A University of Colorado Cancer Center study published in the journal Frontiers in Oncology hints at an answer. Chemicals in the body called interleukins regulate the immune system, in large part deciding concentrations and locations for the various types of immune cells. The current study shows that the interleukin called IL-6 may help to grow MDSCs, while another called IL-8 may recruit MDSCs toward tumor tissue. Of course, melanoma makes both IL-6 and IL-8. But drugs already exist to block the action of IL-6 (developed primarily in the context of rheumatoid arthritis), and drugs are in development to block IL-8, speeding the possibility of new therapeutic options against melanoma, should ongoing work support the current results.
“This is building on some work we had done showing that melanoma patients with higher MDSC concentrations had poorer outcomes. But we didn’t know if it was chicken or egg — were MDSCs driving melanoma or was the melanoma inducing more MDSCs? This takes it to the next level, showing a functional role for IL-6 and IL-8 in driving melanoma outcomes,” says Martin McCarter, MD, CU Cancer Center investigator and surgical oncologist at the UCHealth University of Colorado Hospital.
The study compared factors in the blood of 55 stage IV melanoma patients with 22 healthy controls. Importantly, the study followed up with these patients 5-7 years after treatment, allowing the researchers to correlate blood factors with survival. Basically, this design allowed the researchers to ask two questions: What is different between the blood systems of people with melanoma and those without, and which of these differences seem important to a patient’s survival?
“If you only look at the short term picture, you only get one side of things, namely what’s different in the blood of melanoma patients. With long-term follow up, we can show which factors actually mean something to long-term survival,” McCarter says. “What we found is that if IL-6 stays low and MDSCs stay low, no matter how you do it or what treatments you use, these low levels correlate with better survival.”

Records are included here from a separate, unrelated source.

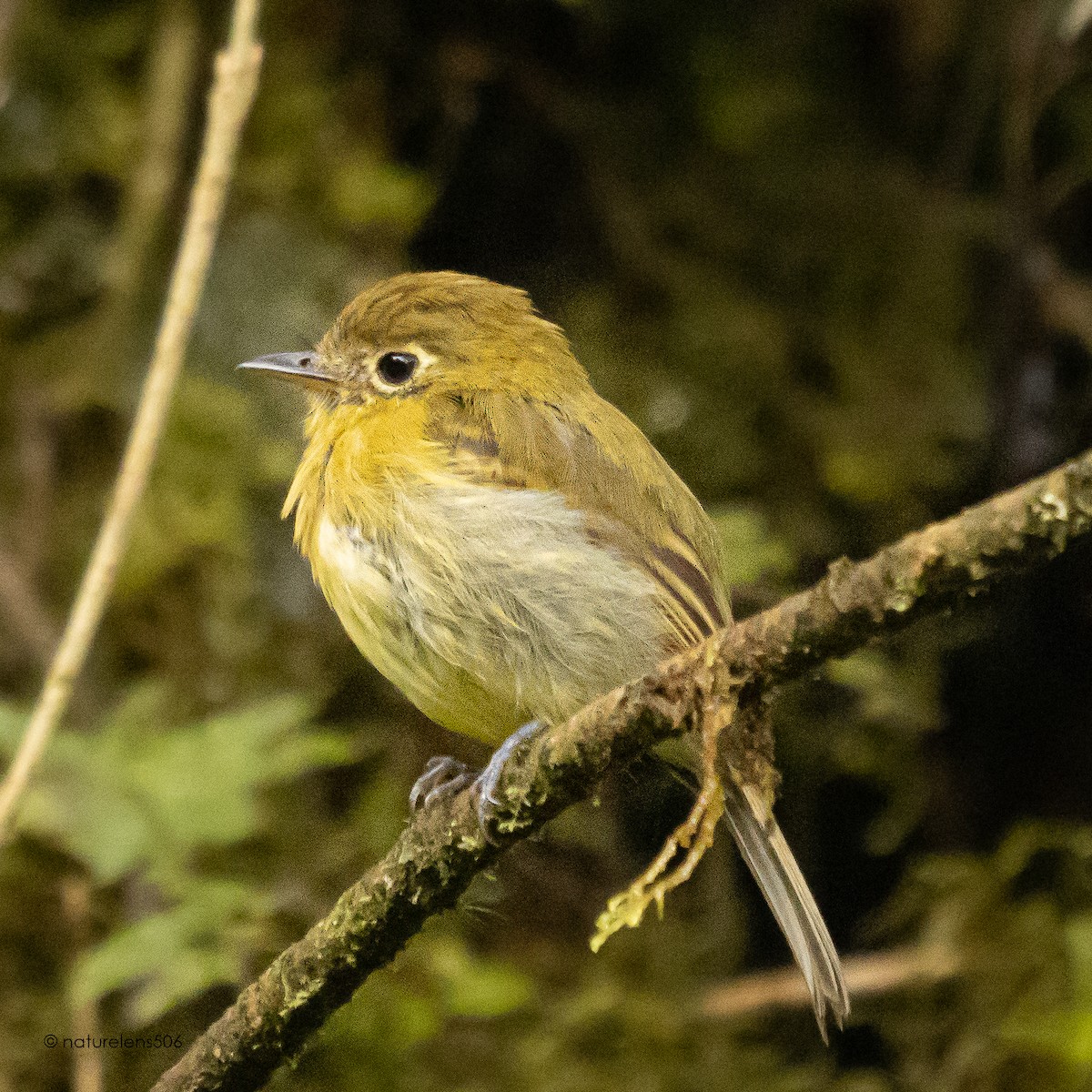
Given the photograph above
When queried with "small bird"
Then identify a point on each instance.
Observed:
(503, 544)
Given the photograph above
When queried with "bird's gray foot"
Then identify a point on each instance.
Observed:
(442, 774)
(485, 784)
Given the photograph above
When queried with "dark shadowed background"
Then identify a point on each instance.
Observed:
(834, 257)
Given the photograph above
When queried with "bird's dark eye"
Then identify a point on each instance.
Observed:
(397, 369)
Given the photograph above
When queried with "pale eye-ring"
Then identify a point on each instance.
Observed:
(397, 369)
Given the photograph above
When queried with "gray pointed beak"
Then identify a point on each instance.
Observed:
(307, 369)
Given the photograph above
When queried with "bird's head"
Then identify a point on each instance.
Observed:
(432, 336)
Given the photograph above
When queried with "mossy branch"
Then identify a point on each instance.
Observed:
(441, 850)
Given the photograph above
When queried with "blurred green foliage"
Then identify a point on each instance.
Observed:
(831, 256)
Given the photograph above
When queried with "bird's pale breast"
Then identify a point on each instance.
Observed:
(490, 606)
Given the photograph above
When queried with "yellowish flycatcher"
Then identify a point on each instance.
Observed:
(505, 545)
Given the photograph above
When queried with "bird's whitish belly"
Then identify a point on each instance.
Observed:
(490, 606)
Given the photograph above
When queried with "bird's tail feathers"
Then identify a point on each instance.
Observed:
(774, 867)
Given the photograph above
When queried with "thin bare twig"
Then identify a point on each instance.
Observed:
(228, 104)
(865, 976)
(442, 847)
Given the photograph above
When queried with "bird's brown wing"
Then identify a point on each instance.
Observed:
(606, 469)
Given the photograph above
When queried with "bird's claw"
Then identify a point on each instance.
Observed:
(442, 774)
(485, 785)
(445, 775)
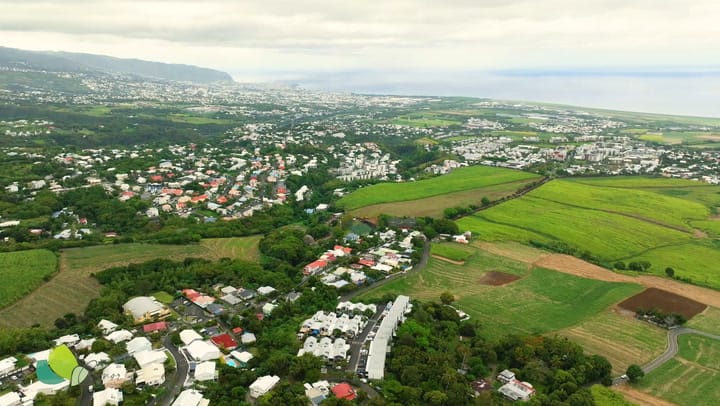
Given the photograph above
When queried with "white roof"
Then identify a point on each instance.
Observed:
(119, 336)
(190, 397)
(114, 372)
(107, 326)
(242, 356)
(108, 396)
(203, 351)
(145, 358)
(142, 305)
(10, 399)
(188, 336)
(205, 371)
(138, 344)
(263, 385)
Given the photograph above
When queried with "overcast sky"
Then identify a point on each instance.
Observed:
(253, 39)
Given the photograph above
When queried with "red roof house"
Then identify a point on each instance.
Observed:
(225, 341)
(344, 391)
(153, 327)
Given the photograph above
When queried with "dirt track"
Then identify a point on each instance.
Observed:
(574, 266)
(641, 398)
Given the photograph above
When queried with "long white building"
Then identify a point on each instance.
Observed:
(380, 345)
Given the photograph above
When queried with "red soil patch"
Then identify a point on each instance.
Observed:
(494, 278)
(667, 302)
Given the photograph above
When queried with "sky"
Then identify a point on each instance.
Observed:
(412, 46)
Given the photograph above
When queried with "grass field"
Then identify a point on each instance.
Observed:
(23, 271)
(622, 339)
(461, 179)
(708, 321)
(453, 251)
(73, 287)
(434, 206)
(605, 397)
(542, 301)
(692, 377)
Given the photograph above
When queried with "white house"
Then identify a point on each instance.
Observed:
(263, 385)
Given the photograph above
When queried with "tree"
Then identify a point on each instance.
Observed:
(670, 272)
(447, 298)
(634, 373)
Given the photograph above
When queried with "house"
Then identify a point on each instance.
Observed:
(115, 376)
(344, 391)
(248, 338)
(145, 358)
(138, 344)
(108, 396)
(155, 327)
(205, 371)
(188, 336)
(119, 336)
(143, 308)
(202, 351)
(225, 341)
(151, 375)
(263, 385)
(516, 390)
(190, 397)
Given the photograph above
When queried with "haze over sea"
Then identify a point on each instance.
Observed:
(694, 92)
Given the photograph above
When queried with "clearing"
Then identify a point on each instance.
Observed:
(692, 377)
(460, 179)
(73, 287)
(23, 271)
(667, 302)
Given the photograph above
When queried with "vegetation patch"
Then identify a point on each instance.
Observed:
(691, 378)
(664, 301)
(494, 278)
(23, 271)
(472, 177)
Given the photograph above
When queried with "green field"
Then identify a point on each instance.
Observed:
(23, 271)
(434, 206)
(622, 339)
(663, 221)
(461, 179)
(453, 251)
(708, 321)
(73, 287)
(606, 397)
(692, 377)
(542, 301)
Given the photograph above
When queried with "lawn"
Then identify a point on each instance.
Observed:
(608, 236)
(461, 179)
(453, 251)
(622, 339)
(541, 302)
(435, 205)
(73, 287)
(605, 397)
(692, 377)
(23, 271)
(694, 261)
(708, 321)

McCarter points out that the study even outlasted some of its original researchers, including Kimberley Jordan, PhD, who started the project and is now assistant director of the Human Immunology and Immunotherapy Initiative at the CU School of Medicine, and postdoctoral fellow Richard Tobin, PhD, who saw the project to completion.

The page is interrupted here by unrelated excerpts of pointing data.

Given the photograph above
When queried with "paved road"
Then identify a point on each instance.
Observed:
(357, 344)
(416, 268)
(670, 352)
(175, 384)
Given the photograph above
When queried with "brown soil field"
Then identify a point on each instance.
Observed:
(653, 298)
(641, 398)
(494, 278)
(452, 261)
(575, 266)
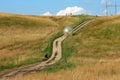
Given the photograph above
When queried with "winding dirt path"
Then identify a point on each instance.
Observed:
(56, 56)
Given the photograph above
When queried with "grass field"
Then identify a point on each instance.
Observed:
(94, 52)
(26, 39)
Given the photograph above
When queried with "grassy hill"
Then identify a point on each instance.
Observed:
(26, 39)
(94, 51)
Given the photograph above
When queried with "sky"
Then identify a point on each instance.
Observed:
(57, 7)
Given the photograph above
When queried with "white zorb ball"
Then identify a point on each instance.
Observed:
(67, 29)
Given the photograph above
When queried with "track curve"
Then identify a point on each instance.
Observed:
(56, 56)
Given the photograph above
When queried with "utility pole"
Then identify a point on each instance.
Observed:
(115, 8)
(106, 12)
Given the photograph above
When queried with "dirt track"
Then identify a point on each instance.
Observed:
(56, 56)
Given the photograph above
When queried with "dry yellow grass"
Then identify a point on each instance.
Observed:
(24, 38)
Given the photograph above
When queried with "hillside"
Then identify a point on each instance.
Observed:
(26, 39)
(94, 52)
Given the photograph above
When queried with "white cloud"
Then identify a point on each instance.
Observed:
(71, 10)
(47, 14)
(103, 2)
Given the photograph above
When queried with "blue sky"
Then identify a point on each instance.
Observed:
(39, 7)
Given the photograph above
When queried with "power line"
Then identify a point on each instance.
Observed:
(115, 6)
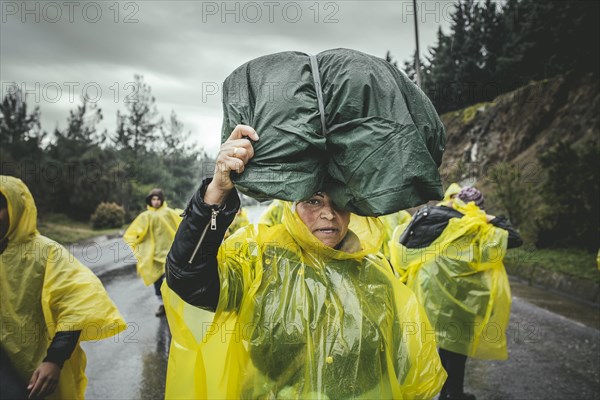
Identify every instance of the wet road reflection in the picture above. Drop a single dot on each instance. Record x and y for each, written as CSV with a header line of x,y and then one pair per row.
x,y
553,343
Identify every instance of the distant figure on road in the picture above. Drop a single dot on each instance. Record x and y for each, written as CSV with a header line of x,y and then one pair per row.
x,y
49,303
150,236
452,256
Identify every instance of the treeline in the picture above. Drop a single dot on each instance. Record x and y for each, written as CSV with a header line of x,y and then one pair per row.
x,y
495,47
74,169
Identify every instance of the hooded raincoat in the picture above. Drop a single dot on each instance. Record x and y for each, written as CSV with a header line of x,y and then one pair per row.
x,y
449,194
461,281
298,319
150,236
391,222
46,290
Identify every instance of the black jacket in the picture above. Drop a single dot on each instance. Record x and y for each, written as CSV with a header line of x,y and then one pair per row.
x,y
430,221
191,267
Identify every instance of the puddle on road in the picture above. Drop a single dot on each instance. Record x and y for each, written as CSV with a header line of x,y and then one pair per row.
x,y
571,309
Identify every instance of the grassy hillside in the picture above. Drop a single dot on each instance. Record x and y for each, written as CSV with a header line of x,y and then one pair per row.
x,y
67,231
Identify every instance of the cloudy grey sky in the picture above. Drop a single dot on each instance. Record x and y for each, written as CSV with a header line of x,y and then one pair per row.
x,y
59,50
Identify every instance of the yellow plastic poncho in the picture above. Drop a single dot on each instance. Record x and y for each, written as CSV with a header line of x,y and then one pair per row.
x,y
273,214
452,190
150,236
391,222
241,220
298,319
461,281
46,290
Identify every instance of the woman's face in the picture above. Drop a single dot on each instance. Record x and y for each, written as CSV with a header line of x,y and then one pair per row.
x,y
155,202
328,223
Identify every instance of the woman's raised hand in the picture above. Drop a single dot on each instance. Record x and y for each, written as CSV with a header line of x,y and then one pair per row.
x,y
234,154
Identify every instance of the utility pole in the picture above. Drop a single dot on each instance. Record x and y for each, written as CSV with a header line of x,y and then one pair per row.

“This paper establishes that melanoma can make IL-6 and IL-8 and that levels of these interleukins correlate with concentrations of MDSCs in the tumor and the circulation. IL-6 can stimulate the growth of MDSCs and IL-8 can attract MDSCs to tumor tissue. We hadn’t been able to put that story together before. This puts a direct link from these interleukins through MDSCs to outcomes,” McCarter says.
The work supports the rationale of ongoing investigator initiated clinical trials offered at CU Cancer Center using all-trans retinoic acid (ATRA) to reduce MDSCs, as a promising treatment for stage IV melanoma.